Power arrived in Bear River a few hours before the inquest started, though he chose not to attend. Instead, he visited the murder scene. Brimming with confidence, he told the Courier Weekly that “he had no doubt himself that Wheeler was guilty.” In fact, Gordon explains, the detective was “so confident of his assertion that he arrested Wheeler hours before the coroner’s inquiry had delivered even a cause of death.”
At the trial, Power claimed that he had found tracks in the snow that led to the Comeau boarding house and that they were certainly Wheeler’s. He also dismissed the accused’s repeated claim that blood found on his shirt had come from snared rabbits, not Annie. The defence asked the detective whether he had searched for fingerprints on a bloody handprint found in the Kempton home — fingerprint identification being in its infancy. Power simply “blustered,” Gordon writes. “Of course, he had not examined any fingermarks, the science behind them was discredited. As a scientific detective he did not rely on spurious investigative methods.”

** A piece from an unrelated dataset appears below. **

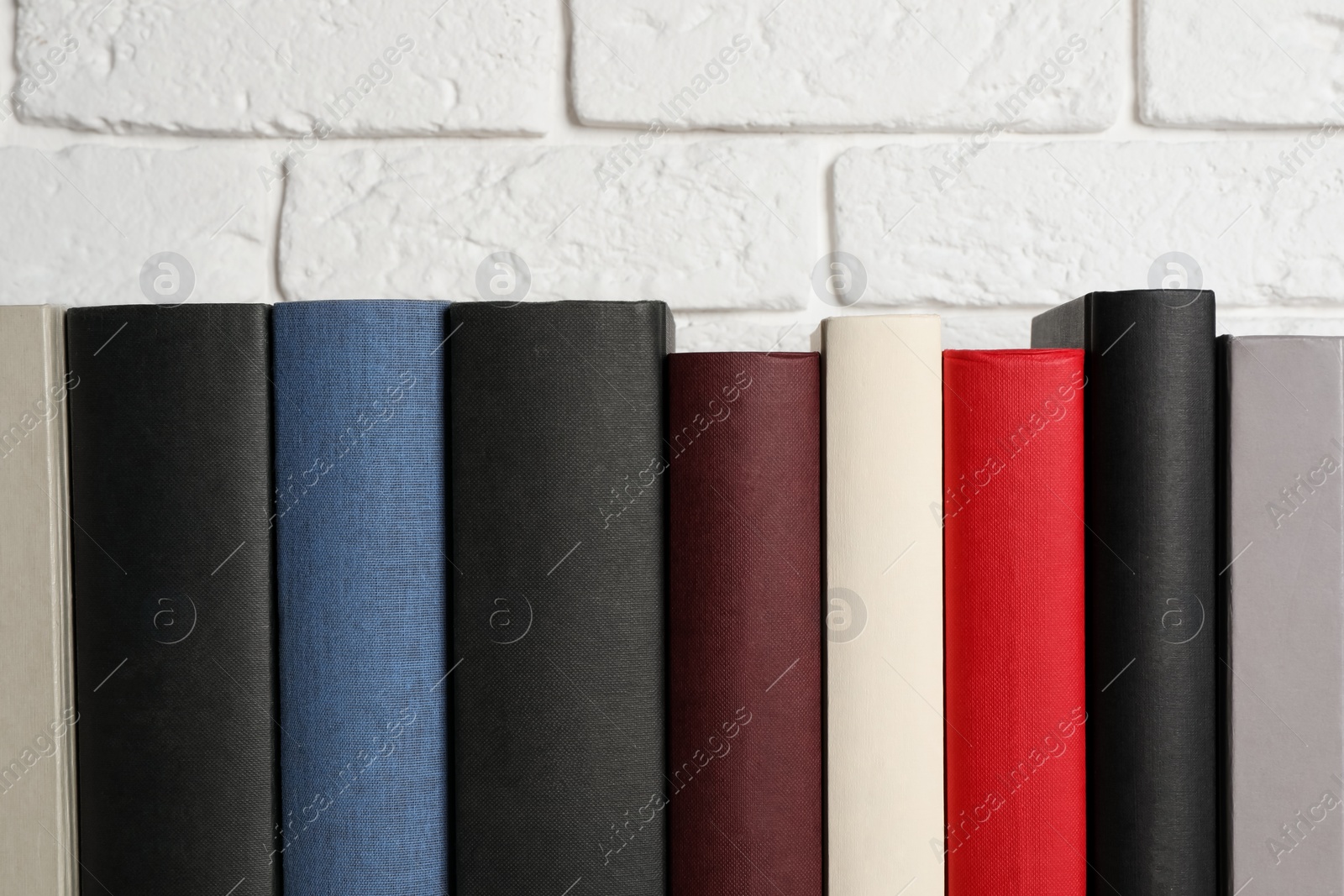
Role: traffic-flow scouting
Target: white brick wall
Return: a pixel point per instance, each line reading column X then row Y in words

For the local press, it didn’t matter if the man from Halifax was right or wrong. “If the erudite Detective Power, the detective who saved the Prince’s life, knew Wheeler was guilty, that was good enough for the newshounds,” Gordon writes. “They freely and frequently fed Power’s theories to the public. The issue was decided before Peter Wheeler was charged, let alone tried.” The evidence may have been flimsy and the proceedings biased, but the detective’s unwavering belief in Wheeler’s guilt sealed the young man’s fate. He was hanged on September 9, 1896, from a makeshift gallows, at the home of Benjamin Van Blarcom, the sheriff of Digby.
After an eventful four decades on the force, Nicholas Power became the chief of the Halifax Police Department in May 1906. His was an unusually short tenure, however, lasting only until November 1907. On his retirement, the Morning Herald noted his “long record of criminal ‘round‑ups,’ ” which the editors described as “so numerous” and “so full of interest” that it would take an entire “volume to justly recount them.” With this intriguing volume, Bob Gordon has done just that. And in doing so, he’s shattered the myth of Canada’s Sherlock Holmes.
Michael Taube is a columnist for the National Post, Loonie Politics, and Troy Media. Previously, he was a speech writer for Prime Minister Stephen Harper.